SVL: Spike-based Vision-Language Pretraining for Efficient 3D Open-World Understanding

Conference: ICML 2026
arXiv: 2505.17674
Code: Yes (Note: "Code is available at SVL")
Area: 3D Vision / Multimodal VLM / Spiking Neural Networks
Keywords: Spiking Neural Networks, 3D Open-World Understanding, Vision-Language Pretraining, Tri-modal Alignment, Neuromorphic Hardware

TL;DR

SVL utilizes "3D-Image-Text" tri-modal contrastive pretraining to endow Spiking Neural Networks (SNNs) with open-world understanding capabilities. By "re-parameterizing" the text encoder into a set of classification weights, the inference phase completely detaches from the text tower, maintaining a pure spike-driven operation. It achieves 85.4% zero-shot classification on ModelNet40 while consuming only 0.5%–11% of the energy of comparable ANN methods.

Background & Motivation

Background: SNNs are considered natural low-power alternatives for 3D spatio-temporal perception (point clouds, event streams) due to their event-driven and sparse addition properties. Neuromorphic chips like Speck can consume as little as 0.7 mW. However, compared to ANNs, SNNs remain in the stage of "training small models individually for specific tasks."

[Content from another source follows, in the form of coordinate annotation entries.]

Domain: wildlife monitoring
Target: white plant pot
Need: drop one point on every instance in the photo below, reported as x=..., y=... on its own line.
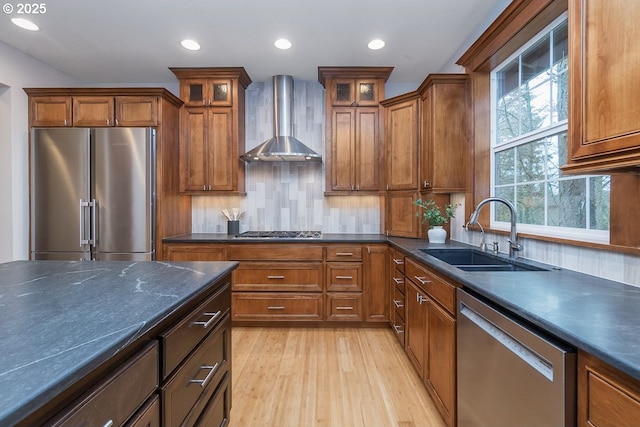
x=437, y=234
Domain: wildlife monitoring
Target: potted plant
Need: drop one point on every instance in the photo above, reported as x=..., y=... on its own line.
x=432, y=213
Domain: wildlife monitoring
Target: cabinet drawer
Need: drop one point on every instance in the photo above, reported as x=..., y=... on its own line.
x=344, y=253
x=441, y=291
x=606, y=396
x=398, y=328
x=344, y=306
x=398, y=280
x=216, y=414
x=187, y=392
x=276, y=306
x=397, y=260
x=344, y=276
x=273, y=252
x=118, y=396
x=275, y=276
x=148, y=416
x=179, y=341
x=398, y=303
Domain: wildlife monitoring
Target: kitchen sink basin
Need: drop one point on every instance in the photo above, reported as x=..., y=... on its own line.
x=475, y=260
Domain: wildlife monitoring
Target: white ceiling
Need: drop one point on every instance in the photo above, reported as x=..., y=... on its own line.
x=135, y=41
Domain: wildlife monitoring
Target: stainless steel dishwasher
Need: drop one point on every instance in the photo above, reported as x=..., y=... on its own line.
x=509, y=374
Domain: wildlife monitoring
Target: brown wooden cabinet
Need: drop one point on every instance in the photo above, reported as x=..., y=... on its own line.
x=431, y=334
x=94, y=110
x=445, y=152
x=604, y=131
x=146, y=106
x=50, y=111
x=212, y=136
x=606, y=396
x=195, y=252
x=397, y=292
x=402, y=142
x=354, y=127
x=375, y=291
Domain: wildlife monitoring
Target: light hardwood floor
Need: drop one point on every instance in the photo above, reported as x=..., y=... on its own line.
x=305, y=377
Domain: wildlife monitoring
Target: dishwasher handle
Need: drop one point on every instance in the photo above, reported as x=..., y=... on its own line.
x=528, y=356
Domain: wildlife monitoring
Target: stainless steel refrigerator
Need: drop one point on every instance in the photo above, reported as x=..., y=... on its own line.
x=93, y=194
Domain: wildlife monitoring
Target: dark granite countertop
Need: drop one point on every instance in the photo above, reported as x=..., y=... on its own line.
x=60, y=320
x=599, y=316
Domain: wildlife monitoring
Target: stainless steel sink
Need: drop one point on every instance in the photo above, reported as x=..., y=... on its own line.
x=475, y=260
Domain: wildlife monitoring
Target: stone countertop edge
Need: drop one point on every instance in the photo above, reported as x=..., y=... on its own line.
x=596, y=315
x=57, y=297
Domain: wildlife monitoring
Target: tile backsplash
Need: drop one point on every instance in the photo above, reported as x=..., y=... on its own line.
x=287, y=195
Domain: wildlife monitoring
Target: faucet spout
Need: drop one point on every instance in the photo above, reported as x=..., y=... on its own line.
x=514, y=246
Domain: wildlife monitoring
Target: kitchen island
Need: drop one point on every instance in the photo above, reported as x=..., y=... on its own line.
x=65, y=327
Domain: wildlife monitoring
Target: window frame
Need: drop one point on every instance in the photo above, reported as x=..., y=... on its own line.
x=578, y=234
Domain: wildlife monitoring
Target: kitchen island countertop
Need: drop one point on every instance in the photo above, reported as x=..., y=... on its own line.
x=599, y=316
x=61, y=320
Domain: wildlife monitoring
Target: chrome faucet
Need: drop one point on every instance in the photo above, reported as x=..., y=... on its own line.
x=514, y=246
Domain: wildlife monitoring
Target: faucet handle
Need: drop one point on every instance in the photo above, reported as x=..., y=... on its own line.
x=515, y=245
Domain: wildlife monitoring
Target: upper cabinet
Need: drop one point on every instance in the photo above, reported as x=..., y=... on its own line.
x=94, y=111
x=401, y=141
x=212, y=129
x=445, y=147
x=354, y=128
x=604, y=64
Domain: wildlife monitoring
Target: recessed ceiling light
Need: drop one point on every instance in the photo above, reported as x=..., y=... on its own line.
x=282, y=44
x=376, y=44
x=25, y=24
x=190, y=44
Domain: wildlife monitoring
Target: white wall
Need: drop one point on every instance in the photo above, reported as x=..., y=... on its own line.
x=17, y=71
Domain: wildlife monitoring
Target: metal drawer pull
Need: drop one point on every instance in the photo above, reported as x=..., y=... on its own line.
x=212, y=370
x=210, y=321
x=422, y=280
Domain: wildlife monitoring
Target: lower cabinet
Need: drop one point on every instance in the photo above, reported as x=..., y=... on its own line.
x=606, y=396
x=431, y=334
x=180, y=378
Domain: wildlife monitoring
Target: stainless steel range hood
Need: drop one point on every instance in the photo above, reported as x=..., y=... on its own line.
x=283, y=146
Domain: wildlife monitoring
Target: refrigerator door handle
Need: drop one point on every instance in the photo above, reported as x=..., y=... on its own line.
x=94, y=229
x=83, y=241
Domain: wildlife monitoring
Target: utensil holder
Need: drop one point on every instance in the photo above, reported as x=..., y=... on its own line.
x=233, y=228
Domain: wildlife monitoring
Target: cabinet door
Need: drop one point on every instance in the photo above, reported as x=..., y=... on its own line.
x=445, y=140
x=603, y=82
x=416, y=326
x=220, y=142
x=51, y=111
x=93, y=111
x=193, y=150
x=343, y=136
x=136, y=111
x=402, y=145
x=367, y=150
x=400, y=218
x=440, y=376
x=375, y=290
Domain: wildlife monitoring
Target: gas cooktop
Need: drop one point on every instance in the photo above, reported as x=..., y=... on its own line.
x=281, y=235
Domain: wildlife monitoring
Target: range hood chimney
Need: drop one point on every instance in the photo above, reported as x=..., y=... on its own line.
x=283, y=146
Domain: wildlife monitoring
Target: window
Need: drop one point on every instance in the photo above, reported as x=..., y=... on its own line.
x=529, y=144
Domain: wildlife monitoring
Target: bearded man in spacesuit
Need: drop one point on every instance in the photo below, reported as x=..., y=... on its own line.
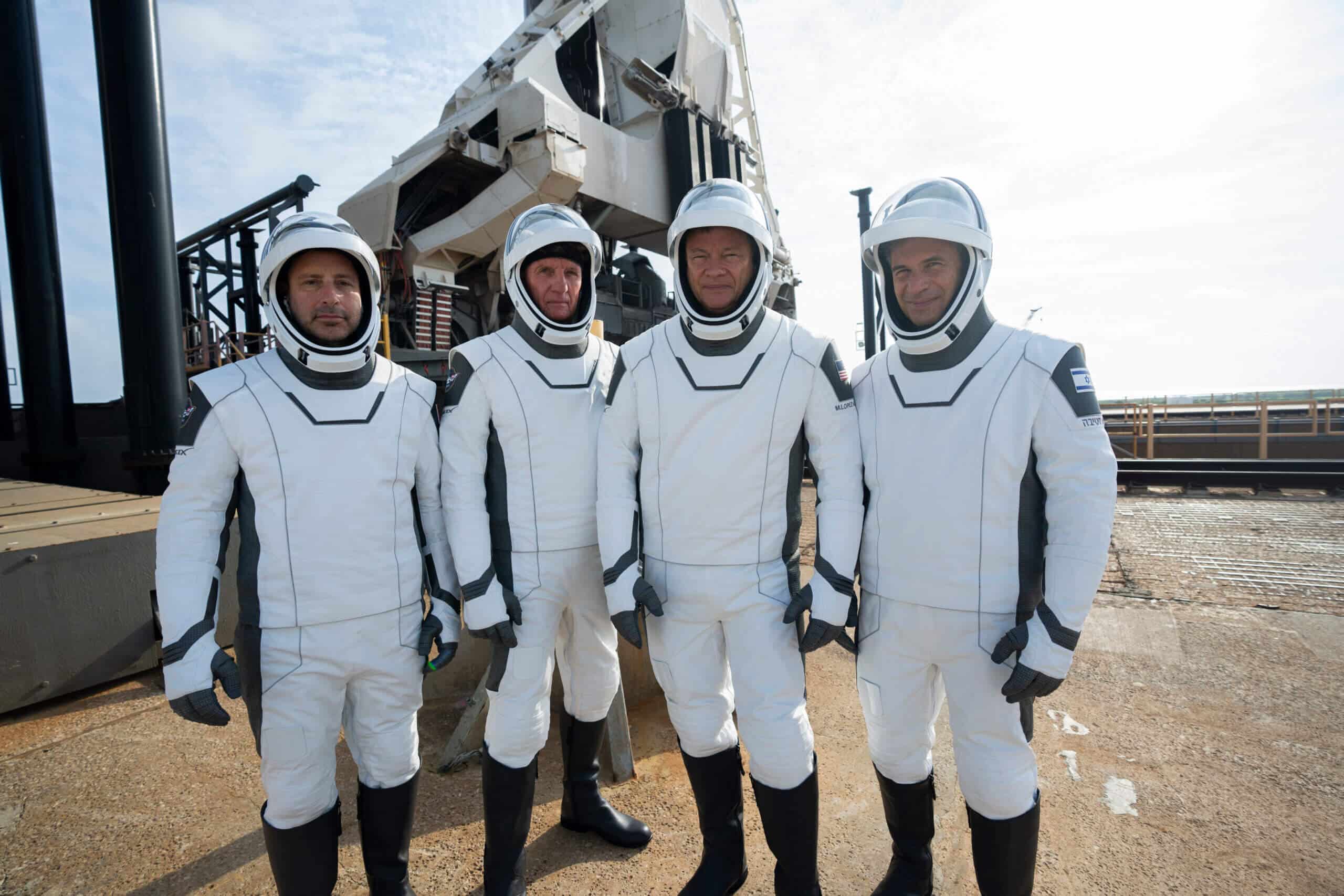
x=328, y=455
x=519, y=445
x=992, y=487
x=707, y=421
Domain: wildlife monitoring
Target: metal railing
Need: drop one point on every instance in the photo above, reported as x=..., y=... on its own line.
x=206, y=347
x=1139, y=422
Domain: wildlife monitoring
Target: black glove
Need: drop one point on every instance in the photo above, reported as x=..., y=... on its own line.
x=203, y=705
x=627, y=621
x=1025, y=683
x=441, y=626
x=820, y=633
x=502, y=633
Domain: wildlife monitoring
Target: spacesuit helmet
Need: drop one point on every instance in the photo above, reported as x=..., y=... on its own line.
x=301, y=233
x=721, y=203
x=529, y=238
x=937, y=208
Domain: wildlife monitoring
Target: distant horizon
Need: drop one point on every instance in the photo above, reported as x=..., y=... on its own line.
x=1158, y=181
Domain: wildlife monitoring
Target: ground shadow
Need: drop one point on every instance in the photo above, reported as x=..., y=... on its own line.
x=209, y=868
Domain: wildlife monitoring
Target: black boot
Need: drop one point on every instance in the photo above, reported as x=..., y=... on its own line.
x=508, y=817
x=1006, y=852
x=582, y=806
x=304, y=859
x=909, y=810
x=717, y=782
x=791, y=821
x=385, y=835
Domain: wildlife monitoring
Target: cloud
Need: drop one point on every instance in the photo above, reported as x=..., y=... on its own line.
x=1128, y=159
x=1160, y=178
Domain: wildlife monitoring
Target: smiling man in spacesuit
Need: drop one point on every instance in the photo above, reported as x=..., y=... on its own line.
x=519, y=444
x=707, y=422
x=327, y=453
x=992, y=491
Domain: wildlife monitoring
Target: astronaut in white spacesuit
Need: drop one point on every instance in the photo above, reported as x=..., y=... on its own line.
x=328, y=455
x=519, y=445
x=992, y=487
x=701, y=455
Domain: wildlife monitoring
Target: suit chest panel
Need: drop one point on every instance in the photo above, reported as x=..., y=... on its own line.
x=546, y=416
x=331, y=452
x=719, y=431
x=970, y=453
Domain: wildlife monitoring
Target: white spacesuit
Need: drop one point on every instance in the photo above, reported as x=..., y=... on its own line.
x=992, y=488
x=519, y=445
x=328, y=455
x=701, y=455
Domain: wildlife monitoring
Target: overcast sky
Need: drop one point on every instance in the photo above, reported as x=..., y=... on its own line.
x=1162, y=178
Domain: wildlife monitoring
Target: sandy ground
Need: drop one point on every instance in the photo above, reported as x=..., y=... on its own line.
x=1198, y=747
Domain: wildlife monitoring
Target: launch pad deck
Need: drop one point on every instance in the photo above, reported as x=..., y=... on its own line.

Limitations of Prior Work: Existing SNN pretraining routes exhibit significant flaws—STDP initialization fails rapidly as network/data complexity scales; knowledge distillation methods like SpikeBert/SpikeCLIP rely on ANN weight initialization and use LayerNorm, making them neuromorphic-unfriendly; SpikformerV2 / Spike-driven Transformer V3 improve scalability via masked image modeling but lack multimodal interfaces; classic 3D VLMs (OpenShape, ULIP series) provide open-world 3D classification but require a bulky text encoder (tens to hundreds of millions of parameters) during inference, negating the power efficiency of SNNs at the edge.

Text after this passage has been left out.